All data are expressed as the mean ± SD. All assays were repeated at least three times independently. The Mann-Whitney U test was used to assess independent pairs, and one-way analysis of variance followed by Tukey's post hoc test were used to assess multiple samples. Statistical analyses were conducted using SPSS software version 11.5 (SPSS, Inc.). P<0.05 was considered to indicate a statistically significant difference.
CFA activates Nrf2 in primary chondrocytes and knee cartilage
The cytotoxicity of CFA was analyzed in primary murine chondrocytes and concentrations <120 µM were used in subsequent assays (Fig. 1A). CFA treatment led to a significant increase in luciferase activity in a dose-dependent manner (Fig. 1B). The results of the immunofluorescence assays revealed that CFA treatment promoted the nuclear translocation of Nrf2 (Fig. 1C). Consistently, nuclear protein was extracted and assayed for Nrf2 by WB analysis. CFA significantly upregulated the expression of nuclear Nrf2 (Fig. 1D and H). The protein expression of Nrf2 and its downstream protein, HO-1, in primary mouse chondrocytes steadily increased following CFA treatment in a dose- and time-dependent manner (Fig. 1E, F and I-L). To investigate the effects of CFA on Nrf2 and HO-1 expression in the cartilage of knee joints, mice were treated with CFA (0.2 mmol kg/day) via gastric gavage for 2 weeks and cartilage samples were harvested for use in WB analysis. The results revealed that expression of Nrf2 and HO-1 in cartilage were significantly higher in the CFA-treated group (Fig. 1G, M and N).

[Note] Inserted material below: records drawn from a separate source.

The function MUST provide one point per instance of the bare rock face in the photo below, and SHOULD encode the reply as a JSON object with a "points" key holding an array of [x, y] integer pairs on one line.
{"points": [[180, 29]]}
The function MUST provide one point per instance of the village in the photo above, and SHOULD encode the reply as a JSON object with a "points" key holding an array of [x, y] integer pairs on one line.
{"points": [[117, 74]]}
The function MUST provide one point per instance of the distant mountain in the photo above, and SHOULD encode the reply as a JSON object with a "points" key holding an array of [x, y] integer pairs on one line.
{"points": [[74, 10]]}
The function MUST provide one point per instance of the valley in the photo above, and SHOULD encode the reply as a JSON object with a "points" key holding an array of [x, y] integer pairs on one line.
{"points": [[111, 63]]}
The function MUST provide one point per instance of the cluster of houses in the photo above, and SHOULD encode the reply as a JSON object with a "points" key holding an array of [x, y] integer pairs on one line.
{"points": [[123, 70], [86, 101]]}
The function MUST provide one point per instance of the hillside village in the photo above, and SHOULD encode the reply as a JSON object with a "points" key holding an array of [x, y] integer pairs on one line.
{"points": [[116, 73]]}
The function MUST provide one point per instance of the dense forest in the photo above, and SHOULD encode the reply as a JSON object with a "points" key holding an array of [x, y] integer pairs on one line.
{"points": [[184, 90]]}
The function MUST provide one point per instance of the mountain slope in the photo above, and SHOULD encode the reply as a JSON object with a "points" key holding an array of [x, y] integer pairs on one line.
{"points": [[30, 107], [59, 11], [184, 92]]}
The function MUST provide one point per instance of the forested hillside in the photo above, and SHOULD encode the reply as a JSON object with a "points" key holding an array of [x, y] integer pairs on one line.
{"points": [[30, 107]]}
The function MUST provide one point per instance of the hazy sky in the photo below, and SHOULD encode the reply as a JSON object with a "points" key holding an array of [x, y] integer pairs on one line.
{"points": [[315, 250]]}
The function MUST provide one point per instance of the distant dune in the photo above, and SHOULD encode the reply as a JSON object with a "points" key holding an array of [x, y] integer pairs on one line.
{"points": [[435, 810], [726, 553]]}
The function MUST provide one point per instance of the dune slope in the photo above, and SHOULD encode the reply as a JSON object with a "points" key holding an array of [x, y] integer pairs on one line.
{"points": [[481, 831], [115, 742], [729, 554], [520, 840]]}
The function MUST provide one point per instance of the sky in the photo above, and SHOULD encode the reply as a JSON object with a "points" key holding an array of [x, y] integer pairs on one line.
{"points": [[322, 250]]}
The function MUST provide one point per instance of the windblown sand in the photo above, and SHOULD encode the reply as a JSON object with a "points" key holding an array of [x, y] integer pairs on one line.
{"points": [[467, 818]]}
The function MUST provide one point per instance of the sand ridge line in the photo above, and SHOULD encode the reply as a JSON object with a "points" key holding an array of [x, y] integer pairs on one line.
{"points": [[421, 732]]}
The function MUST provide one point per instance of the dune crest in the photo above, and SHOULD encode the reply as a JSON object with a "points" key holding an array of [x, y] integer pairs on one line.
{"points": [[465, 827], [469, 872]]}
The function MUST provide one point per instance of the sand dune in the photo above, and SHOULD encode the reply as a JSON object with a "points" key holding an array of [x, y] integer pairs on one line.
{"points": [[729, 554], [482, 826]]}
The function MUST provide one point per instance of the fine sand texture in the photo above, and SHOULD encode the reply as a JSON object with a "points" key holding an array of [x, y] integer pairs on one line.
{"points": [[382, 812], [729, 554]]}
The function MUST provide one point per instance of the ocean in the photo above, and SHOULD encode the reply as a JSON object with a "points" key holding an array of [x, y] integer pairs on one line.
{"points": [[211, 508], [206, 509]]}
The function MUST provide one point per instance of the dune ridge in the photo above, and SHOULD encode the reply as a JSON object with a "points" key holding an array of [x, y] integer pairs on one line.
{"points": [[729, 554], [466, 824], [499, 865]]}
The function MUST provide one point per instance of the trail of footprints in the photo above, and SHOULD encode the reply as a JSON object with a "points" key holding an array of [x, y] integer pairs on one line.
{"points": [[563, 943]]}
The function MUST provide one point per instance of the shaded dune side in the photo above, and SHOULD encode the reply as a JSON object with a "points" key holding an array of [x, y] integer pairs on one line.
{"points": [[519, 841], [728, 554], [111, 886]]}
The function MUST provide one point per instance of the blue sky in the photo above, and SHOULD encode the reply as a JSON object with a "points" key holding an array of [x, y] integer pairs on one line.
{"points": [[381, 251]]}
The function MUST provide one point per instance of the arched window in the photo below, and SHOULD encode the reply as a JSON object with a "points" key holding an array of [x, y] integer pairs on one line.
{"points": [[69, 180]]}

CFA activates the Nrf2 signaling pathway in vitro and in vivo. (A) Cell viability assay. Primary chondrocytes were treated with various concentrations of CFA for 24 h and analyzed using a Cell Counting Kit-8 assay in triplicate. (B) Luciferase assay. 293 cells were transfected with the HO-1 promoter reporter plasmid and a Renilla luciferase plasmid, followed by treatment with increasing concentrations of CFA for 24 h. The luciferase activity was measured and normalized to Renilla luciferase activity. **P<0.01 vs. untreated control. (C) The nuclear translocation of Nrf2 was detected by immunofluorescence combined with DAPI staining for nuclei. Scale bar, 100 µm. (D) Primary murine chondrocytes were treated with CFA for 24 h. The cell nuclear fractions were isolated and assayed for Nrf2 by WB analysis. Lamin B served as a control. (E) Primary murine chondrocytes were treated with various concentrations of CFA for 24 h, and Nrf2 and HO-1 were assayed by WB analysis. (F) Primary murine chondrocytes were treated with CFA (100 µM) for various periods of time. Nrf2 and HO-1 were assayed by WB analysis. (G) A total of 22 knees harvested from 11 mice were used for WB analysis of Nrf2 and HO-1 in the cartilage of knee joints from the saline-treated and CFA-treated groups. (H) Semiquantitative analysis of nuclear Nrf2. **P<0.01 vs. untreated control. Semiquantitative analysis of (I) Nrf2 and (J) HO-1 protein levels. *P<0.05 and **P<0.01 vs. untreated control. Semiquantitative analysis of (K) Nrf2 and (L) HO-1 protein levels. **P<0.01 vs. untreated control. Semiquantitative analysis of (M) Nrf2 and (N) HO-1 protein levels. **P<0.01 vs. saline-treated group. CFA, coniferaldehyde; Nrf2, nuclear factor erythroid 2-related factor 2; HO-1, heme oxygenase 1; WB, western blotting.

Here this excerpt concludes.